This repository contains a comprehensive analysis of a Twitter mention dataset from July 2009. The goal of this case study is to analyze the mention relationships between users, identify the most important topics for each user based on hashtags, and perform various analyses on the graph representation of the data.
The dataset used in this case study consists of tweets from July 2009. Each tweet includes information about the time of posting, user handles, and the text of the tweets. The data has been manipulated and organized into five CSV files, each representing the weighted directed mention graph for a specific day. These CSV files contain information about the users involved in the mentions, the frequency of mentions between users, and the most important topic (hashtag) for each user.

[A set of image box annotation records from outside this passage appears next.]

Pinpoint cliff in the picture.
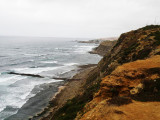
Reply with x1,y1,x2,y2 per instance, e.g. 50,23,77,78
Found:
90,40,117,56
38,25,160,120
76,26,160,120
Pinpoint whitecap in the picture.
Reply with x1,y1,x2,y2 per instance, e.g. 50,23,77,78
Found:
41,61,58,64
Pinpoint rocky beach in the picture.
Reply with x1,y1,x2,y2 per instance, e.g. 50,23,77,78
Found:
31,25,160,120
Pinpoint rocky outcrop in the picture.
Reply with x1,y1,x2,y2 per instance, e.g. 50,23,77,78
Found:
39,25,160,120
78,55,160,120
76,25,160,120
89,40,116,56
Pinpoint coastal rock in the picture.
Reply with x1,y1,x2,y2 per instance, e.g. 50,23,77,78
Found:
40,25,160,120
81,55,160,120
89,40,117,56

The analysis conducted in this case study follows a systematic approach. For a more detailed approach see the provided documentation:
-
Data Manipulation: The raw data is processed using Python to create the five CSV files representing the mention graph for each day through Python.
-
Graph Creation: R is used to create igraph graphs based on the CSV files. The graph vertices are updated to include the topic attribute for each user, enabling further analysis and visualization.
-
Metric Evolution: The evolution of different metrics over the five-day period is examined. Plots are created to visualize changes in the number of vertices, number of edges, graph diameter, average in-degree, and average out-degree. Significant fluctuations in these metrics are identified and discussed.
-
Top User Analysis: Data frames are generated for each day, highlighting the top-10 Twitter users based on in-degree, out-degree, and PageRank. Variations in the top-10 lists are observed, indicating changes in user influence and popularity.
-
Community Detection: Community detection algorithms, including fast greedy clustering, infomap clustering, and Louvain clustering, are applied to the undirected versions of the mention graphs. The performance of these algorithms is evaluated, and insights are provided on their effectiveness.
-
Community Evolution: A specific user present in all five graphs is chosen, and their community evolution is analyzed. Similarities in the communities the user belongs to are identified, along with the most important topics of interest. Shared topics among communities are explored, and a visualization of the graph is created, using different colors to represent each community. Nodes belonging to very small or large communities are filtered out to improve clarity and aesthetics.